Redaktion / PM
31.08.2015

Studie: Was mit Erinnerungen im Gespräch passiert

Was geschieht mit unserer Erinnerungsleistung, wenn wir uns bei einem Gespräch mit anderen Personen gemeinsam gemachte Erfahrungen ins Gedächtnis rufen? Dieser Frage sind Psychologinnen und Psychologen der Universität Regensburg nachgegangen.
 

Das Ergebnis: Sofern die betreffende Erfahrung noch nicht allzu lang her ist, tut man gut daran, das Gespräch selbst zu beginnen. Denn Zuhören kann dann zum Vergessen von damit verbundenen Erinnerungsstücken führen. Demgegenüber profitiert man als Zuhörerin beziehungsweise Zuhörer gerade in den Fällen, bei denen die Erfahrung weiter zurückliegt.
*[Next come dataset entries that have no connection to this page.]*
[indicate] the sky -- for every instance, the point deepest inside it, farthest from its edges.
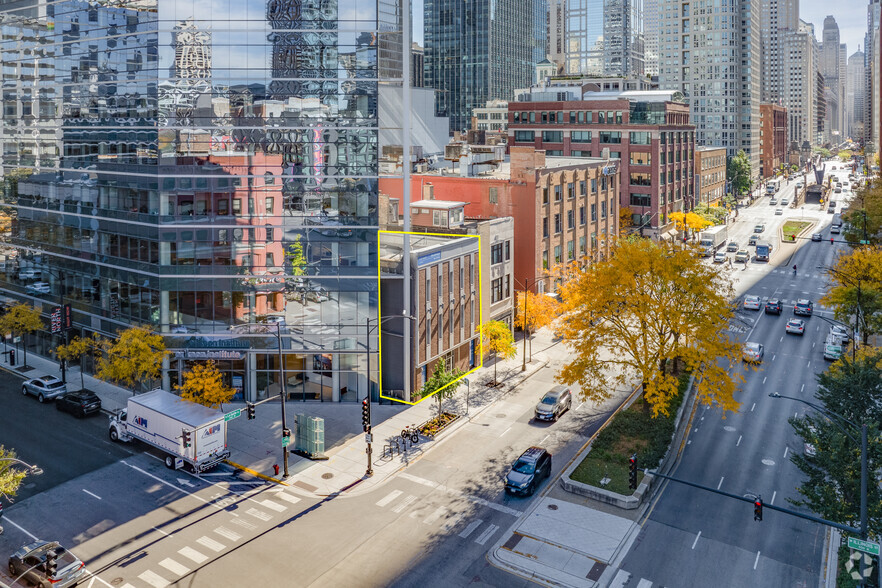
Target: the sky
(851, 17)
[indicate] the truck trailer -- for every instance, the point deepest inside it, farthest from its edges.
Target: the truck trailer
(186, 432)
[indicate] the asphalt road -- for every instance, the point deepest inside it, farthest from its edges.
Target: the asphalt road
(696, 538)
(62, 445)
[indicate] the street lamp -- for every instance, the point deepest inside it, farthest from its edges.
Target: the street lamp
(839, 420)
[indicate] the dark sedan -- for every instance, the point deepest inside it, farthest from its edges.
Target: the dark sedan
(80, 403)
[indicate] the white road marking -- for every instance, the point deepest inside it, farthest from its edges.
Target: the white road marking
(273, 505)
(224, 532)
(174, 567)
(210, 543)
(192, 554)
(389, 497)
(154, 579)
(439, 512)
(470, 528)
(488, 532)
(409, 499)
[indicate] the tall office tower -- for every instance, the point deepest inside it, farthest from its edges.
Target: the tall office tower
(477, 51)
(650, 37)
(556, 20)
(854, 97)
(717, 70)
(605, 37)
(198, 167)
(801, 57)
(776, 19)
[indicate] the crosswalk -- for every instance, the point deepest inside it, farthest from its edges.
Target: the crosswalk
(221, 538)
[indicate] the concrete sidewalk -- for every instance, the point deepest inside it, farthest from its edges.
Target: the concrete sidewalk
(256, 445)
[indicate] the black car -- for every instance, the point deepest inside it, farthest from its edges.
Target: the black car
(530, 468)
(80, 403)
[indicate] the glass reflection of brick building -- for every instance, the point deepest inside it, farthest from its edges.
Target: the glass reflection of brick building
(196, 166)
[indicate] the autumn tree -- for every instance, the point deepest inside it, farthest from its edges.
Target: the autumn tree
(496, 338)
(21, 320)
(641, 313)
(134, 356)
(77, 350)
(204, 384)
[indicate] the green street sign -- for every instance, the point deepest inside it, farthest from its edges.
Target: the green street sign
(865, 546)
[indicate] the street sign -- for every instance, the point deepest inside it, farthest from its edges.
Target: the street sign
(865, 546)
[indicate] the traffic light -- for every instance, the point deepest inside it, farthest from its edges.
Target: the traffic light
(366, 414)
(632, 472)
(51, 563)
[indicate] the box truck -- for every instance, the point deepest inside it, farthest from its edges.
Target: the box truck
(712, 239)
(186, 432)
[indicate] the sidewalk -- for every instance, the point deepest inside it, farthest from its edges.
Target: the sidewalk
(256, 444)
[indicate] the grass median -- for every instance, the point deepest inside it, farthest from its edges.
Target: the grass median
(631, 431)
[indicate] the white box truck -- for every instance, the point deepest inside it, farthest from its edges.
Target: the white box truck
(712, 239)
(193, 433)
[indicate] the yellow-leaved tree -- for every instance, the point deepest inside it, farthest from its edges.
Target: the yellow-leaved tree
(21, 320)
(204, 384)
(134, 356)
(496, 338)
(639, 313)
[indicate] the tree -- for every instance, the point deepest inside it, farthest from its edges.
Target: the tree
(134, 356)
(496, 338)
(831, 487)
(21, 320)
(442, 383)
(77, 350)
(857, 289)
(738, 172)
(10, 477)
(204, 384)
(645, 311)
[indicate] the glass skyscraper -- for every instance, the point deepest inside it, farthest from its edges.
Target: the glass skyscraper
(200, 165)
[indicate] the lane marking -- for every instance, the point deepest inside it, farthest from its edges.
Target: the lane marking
(470, 528)
(482, 539)
(174, 567)
(192, 554)
(154, 579)
(410, 499)
(210, 543)
(389, 497)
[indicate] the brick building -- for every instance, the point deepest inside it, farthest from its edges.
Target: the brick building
(648, 131)
(773, 139)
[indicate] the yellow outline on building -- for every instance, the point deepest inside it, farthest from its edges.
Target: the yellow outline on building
(479, 351)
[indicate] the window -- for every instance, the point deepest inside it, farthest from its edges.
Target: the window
(552, 136)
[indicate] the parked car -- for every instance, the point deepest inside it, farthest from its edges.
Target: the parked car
(803, 307)
(795, 326)
(753, 352)
(556, 401)
(79, 404)
(44, 388)
(773, 306)
(530, 468)
(29, 562)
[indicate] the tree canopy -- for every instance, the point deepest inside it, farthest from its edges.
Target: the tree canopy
(645, 307)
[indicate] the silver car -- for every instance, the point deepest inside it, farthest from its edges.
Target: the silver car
(44, 388)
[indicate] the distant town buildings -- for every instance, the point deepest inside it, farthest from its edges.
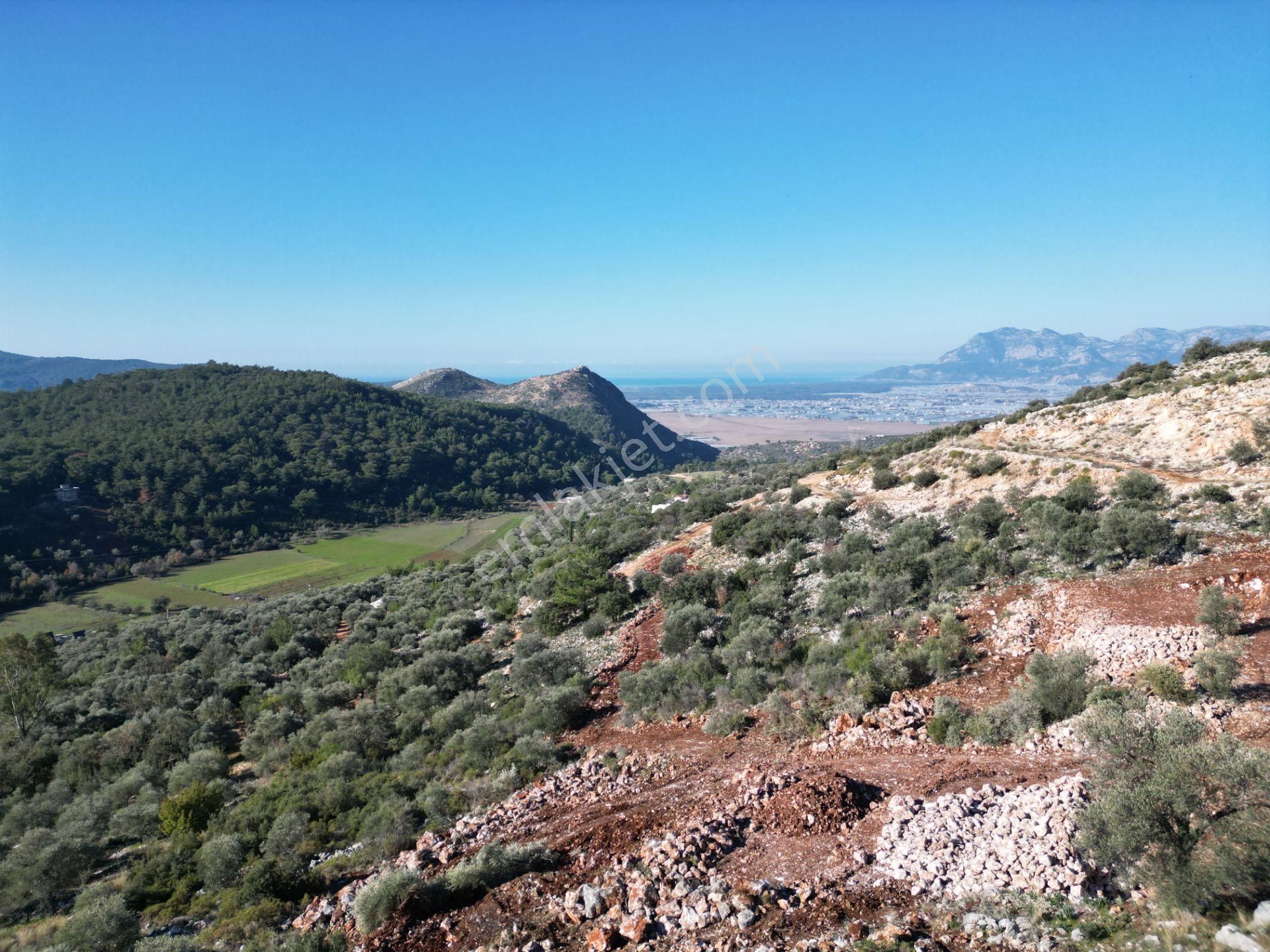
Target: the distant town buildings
(927, 404)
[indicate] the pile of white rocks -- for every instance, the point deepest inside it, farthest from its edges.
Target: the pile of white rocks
(512, 820)
(987, 841)
(1123, 651)
(587, 781)
(901, 724)
(669, 884)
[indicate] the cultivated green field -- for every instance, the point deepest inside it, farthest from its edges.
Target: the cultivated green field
(58, 617)
(351, 557)
(140, 593)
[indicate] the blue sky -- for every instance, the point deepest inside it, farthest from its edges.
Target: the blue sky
(375, 188)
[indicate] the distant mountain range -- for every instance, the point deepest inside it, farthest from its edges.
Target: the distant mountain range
(22, 372)
(579, 397)
(1048, 357)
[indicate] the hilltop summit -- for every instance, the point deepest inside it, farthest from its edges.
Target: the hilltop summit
(578, 397)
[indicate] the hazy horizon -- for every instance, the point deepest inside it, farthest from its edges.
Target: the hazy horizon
(382, 187)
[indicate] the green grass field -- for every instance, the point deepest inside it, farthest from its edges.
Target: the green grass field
(140, 593)
(351, 557)
(59, 617)
(355, 556)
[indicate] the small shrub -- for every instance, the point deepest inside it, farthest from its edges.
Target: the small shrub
(1140, 487)
(169, 943)
(1175, 810)
(220, 861)
(1213, 493)
(1014, 719)
(376, 903)
(190, 810)
(1220, 612)
(101, 923)
(947, 725)
(1080, 495)
(595, 626)
(1060, 684)
(1164, 681)
(673, 564)
(726, 721)
(1216, 672)
(1242, 454)
(884, 477)
(986, 465)
(923, 479)
(683, 625)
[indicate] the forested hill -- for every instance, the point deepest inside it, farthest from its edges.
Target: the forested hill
(212, 450)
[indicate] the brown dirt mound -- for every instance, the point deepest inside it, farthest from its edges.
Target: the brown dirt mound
(825, 801)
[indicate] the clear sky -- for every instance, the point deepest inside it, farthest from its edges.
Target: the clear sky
(376, 188)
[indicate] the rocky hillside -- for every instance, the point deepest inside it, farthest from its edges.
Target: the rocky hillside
(1180, 429)
(1013, 354)
(22, 372)
(944, 695)
(908, 822)
(581, 397)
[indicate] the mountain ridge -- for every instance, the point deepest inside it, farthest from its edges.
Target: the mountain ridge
(26, 372)
(1049, 357)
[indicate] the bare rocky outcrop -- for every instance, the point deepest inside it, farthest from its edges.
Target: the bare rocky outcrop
(671, 884)
(987, 841)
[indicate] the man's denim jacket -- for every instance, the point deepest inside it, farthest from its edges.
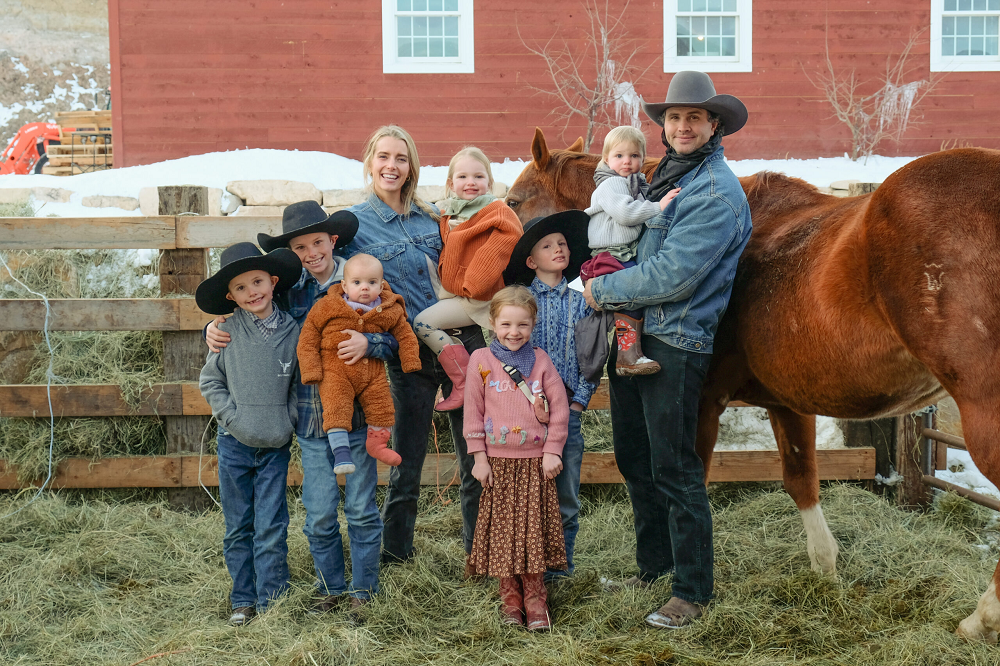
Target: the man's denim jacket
(403, 246)
(687, 259)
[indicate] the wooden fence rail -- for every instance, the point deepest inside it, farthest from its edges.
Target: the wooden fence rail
(179, 400)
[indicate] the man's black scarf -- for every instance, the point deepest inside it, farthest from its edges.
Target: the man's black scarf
(674, 165)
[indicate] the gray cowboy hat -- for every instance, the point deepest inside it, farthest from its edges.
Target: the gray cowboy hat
(570, 223)
(308, 217)
(240, 258)
(695, 89)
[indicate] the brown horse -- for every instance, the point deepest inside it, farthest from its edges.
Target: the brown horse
(856, 308)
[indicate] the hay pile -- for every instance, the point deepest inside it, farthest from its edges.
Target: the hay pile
(91, 582)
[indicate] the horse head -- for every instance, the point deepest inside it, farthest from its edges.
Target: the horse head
(556, 180)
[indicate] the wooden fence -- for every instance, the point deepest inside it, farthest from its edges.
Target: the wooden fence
(183, 240)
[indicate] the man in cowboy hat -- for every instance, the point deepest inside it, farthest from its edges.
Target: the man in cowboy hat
(687, 261)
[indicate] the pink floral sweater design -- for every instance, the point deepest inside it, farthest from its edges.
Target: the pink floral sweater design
(498, 417)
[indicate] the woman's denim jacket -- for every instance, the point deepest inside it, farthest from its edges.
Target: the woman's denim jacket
(687, 259)
(403, 246)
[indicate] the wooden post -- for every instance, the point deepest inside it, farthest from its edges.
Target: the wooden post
(878, 434)
(183, 351)
(912, 492)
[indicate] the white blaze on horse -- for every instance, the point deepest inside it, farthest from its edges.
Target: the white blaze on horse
(855, 308)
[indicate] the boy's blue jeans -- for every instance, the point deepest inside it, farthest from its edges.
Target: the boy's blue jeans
(568, 487)
(252, 485)
(321, 495)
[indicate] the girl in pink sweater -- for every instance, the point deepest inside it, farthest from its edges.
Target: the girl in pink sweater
(516, 416)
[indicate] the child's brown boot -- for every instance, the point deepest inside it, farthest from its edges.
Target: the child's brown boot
(377, 446)
(511, 600)
(536, 609)
(631, 361)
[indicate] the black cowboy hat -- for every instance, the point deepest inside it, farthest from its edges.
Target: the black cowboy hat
(240, 258)
(308, 217)
(570, 223)
(695, 89)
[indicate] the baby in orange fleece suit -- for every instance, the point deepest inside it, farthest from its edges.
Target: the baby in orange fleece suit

Die Ergebnisse der Forscherinnen und Forscher sind in der renommierten Fachzeitschrift "Cognition" erschienen.

 

Die Studie

Gesprächssituationen genauer untersucht
Wir alle kennen die Situation: Gemeinsam mit einem Freund hat man etwas sehr Schönes oder wirklich Komisches erlebt. Nach einer gewissen Zeit trifft man sich wieder und beginnt bei dieser Gelegenheit, die Geschehnisse noch einmal Revue passieren zu lassen. Bisherige Forschungen haben gezeigt, dass anfängliches Zuhören die eigene Erinnerungsleistung abschwächt. Vor diesem Hintergrund haben Professor Dr. Karl-Heinz Bäuml und Dr. Magdalena Abel vom Institut für Psychologie der Universität Regensburg solche Gesprächssituationen nun etwas genauer untersucht. Dazu führten sie insgesamt drei Verhaltensexperimente - mit jeweils 128 Regensburger Studierenden als Probanden - durch.

Der erste Redner aktiviert den Erinnerungsprozess
"Entscheidend ist zunächst, wer mit dem Gespräch und der damit verbundenen Erinnerung an die vergangenen Geschehnisse beginnt", erläutert Professor Bäuml die Ergebnisse der Experimente. Denn der erste Redner aktiviert den Erinnerungsprozess und bringt selektiv einzelne Passagen der gemeinsamen Vergangenheit zur Sprache, während wiederum andere unerwähnt bleiben.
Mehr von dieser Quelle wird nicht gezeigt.